Studio album by Shiri Maimon
- Released: 10 January 2008
- Recorded: 2006–2007
- Genres: Pop, R&B, soul
- Length: 44:39
- Label: Helicon Records

Shiri Maimon chronology
| Shiri Maimon (2005) | Rega Lifney She... ...רגע לפני ש (2008) | Standing On My Own (2008) |

Singles from Rega Lifney She...
- "Yoter T'ov Lisloakh"; "Kshehalakhta"; "Tohavi Qtzat Et Atzmekh"; "VeRatziti SheTed'y";

= Rega Lifney She... =

Rega Lifney She... (Hebrew: ...רגע לפני ש, meaning "Just before…") is the second studio album by Israeli singer Shiri Maimon, which was released in January 2008, by Helicon Records. It combines pop and R&B styles.

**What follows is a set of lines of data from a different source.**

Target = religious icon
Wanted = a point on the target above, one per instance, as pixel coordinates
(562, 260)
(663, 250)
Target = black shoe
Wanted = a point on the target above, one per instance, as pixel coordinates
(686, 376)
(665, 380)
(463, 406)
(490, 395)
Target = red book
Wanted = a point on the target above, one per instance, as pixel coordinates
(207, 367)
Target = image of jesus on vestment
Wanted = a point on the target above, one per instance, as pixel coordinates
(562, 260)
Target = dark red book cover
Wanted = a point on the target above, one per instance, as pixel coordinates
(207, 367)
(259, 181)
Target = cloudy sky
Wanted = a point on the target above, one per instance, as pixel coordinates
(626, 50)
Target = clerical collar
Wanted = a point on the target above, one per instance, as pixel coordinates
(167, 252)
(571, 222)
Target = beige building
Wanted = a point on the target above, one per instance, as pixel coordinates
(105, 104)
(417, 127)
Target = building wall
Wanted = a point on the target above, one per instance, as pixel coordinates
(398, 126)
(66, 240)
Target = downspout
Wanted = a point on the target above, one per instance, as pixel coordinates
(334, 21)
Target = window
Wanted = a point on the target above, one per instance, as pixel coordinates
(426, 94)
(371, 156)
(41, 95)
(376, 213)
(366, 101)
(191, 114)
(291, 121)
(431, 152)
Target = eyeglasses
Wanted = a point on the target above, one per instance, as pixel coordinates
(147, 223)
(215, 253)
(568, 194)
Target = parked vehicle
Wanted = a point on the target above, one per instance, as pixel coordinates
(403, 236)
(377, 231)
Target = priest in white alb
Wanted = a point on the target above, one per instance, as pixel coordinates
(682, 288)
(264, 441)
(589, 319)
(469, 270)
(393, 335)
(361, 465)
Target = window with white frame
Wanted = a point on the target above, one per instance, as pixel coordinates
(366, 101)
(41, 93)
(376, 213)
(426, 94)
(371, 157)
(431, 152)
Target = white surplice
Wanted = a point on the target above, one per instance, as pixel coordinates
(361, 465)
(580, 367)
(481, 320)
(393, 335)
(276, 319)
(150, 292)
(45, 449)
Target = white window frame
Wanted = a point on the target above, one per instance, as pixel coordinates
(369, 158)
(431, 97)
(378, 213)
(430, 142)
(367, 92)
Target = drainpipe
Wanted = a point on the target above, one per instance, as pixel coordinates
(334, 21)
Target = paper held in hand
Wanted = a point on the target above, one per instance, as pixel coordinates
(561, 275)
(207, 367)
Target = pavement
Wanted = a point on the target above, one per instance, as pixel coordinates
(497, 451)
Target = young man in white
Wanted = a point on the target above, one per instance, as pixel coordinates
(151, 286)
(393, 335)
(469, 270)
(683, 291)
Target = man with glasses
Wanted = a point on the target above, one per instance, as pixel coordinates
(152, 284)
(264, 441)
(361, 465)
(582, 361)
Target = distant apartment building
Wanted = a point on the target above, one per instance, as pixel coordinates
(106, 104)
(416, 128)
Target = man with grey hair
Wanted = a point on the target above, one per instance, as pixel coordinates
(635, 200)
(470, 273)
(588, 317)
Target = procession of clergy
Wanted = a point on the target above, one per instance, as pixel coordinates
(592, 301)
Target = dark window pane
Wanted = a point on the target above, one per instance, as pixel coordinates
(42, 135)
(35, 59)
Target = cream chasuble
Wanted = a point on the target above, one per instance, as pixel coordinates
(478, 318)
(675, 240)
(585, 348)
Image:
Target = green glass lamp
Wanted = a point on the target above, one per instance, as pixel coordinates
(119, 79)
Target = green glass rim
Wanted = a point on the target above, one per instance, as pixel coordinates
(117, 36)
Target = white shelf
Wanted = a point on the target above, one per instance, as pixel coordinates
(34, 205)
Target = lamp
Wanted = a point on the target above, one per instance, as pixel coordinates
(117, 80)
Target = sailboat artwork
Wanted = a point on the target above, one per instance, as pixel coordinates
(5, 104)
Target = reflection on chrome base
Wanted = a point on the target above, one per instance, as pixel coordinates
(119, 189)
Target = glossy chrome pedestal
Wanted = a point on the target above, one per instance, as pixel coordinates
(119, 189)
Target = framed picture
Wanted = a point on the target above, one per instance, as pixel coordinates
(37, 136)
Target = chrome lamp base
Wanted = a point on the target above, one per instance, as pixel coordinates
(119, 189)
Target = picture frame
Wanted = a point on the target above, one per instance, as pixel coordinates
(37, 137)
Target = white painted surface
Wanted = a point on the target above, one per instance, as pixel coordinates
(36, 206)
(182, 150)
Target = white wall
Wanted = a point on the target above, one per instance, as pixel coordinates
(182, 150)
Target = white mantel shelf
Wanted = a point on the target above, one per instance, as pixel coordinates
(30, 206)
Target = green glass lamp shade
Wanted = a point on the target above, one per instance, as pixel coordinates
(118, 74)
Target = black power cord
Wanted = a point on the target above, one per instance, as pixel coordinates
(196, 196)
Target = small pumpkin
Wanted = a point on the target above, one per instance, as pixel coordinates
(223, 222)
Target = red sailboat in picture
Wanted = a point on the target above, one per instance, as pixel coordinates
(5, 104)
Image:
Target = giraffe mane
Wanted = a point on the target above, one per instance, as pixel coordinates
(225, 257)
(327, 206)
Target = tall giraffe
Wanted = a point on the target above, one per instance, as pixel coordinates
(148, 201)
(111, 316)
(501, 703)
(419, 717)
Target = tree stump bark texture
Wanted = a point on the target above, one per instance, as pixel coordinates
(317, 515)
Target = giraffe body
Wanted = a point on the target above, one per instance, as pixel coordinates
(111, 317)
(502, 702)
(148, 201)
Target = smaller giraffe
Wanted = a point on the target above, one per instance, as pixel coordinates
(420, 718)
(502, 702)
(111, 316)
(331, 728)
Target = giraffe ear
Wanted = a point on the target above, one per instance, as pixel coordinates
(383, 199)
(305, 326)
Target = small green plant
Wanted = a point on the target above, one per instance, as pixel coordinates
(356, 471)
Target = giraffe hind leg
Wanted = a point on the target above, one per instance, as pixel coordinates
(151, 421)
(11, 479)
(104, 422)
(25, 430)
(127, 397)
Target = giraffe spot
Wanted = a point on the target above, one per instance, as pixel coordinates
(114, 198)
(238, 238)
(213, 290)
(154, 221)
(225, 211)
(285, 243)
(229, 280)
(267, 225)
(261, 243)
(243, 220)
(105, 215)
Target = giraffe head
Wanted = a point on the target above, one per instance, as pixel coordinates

Shiri's first single out of her second album, was released in December 2007, entitled "Yoter T'ov Lisloakh".

== Track listing ==
1. "Ze Lo Ma SheHevt'ikhu Li" (That's Not What I Was Promised)
2. "Shvi LeRega" (Sit Down For a Moment)
3. "Yoter T'ov Lisloakh" (Better To Forgive)
4. "Bu'a" (Bubble)
5. "VeRatziti SheTed'y" (And I Wanted You To Know)
6. "Laila" (Night)
7. "Kshehalakhta" (When You Walked Away)
8. "Tohavi Qtzat Et Atzmekh" (Love Yourself a Little Bit)
9. "Mamshikha MiKan" (Moving On from Here)
10. "Bokheret Bi" (Choosing Myself)
11. "Rega Lifney She..." (Just Before...)
12. "Ze Lo Ma SheHevt'ikhu Li" [N.Y Version]
13. "Shvi LeRega" [N.Y Version]

==Singles==

===Yoter T'ov Lisloakh===

"Yoter T'ov Lisloakh" (Hebrew: יותר טוב לסלוח, meaning: "Better To Forgive") is the first single by Shiri Maimon and was released on December 10, 2007.

The song was described by The Jerusalem Post as "an instant hit". It hit #1 in the weekly music charts of Israeli radio stations Galgalatz, Radio Darom, Radio Lev HaMedinah, Radio Haifa, Radio Tzafon Lelo Hafsaka and Radio Yerushalaim. It was #2 in Reshet Gimmel and Radio Emtsa HaDerekh.

The song was #39 in the yearly chart of the Israeli Radio station Reshet Gimmel. This is the only radio station that this song was in its yearly chart.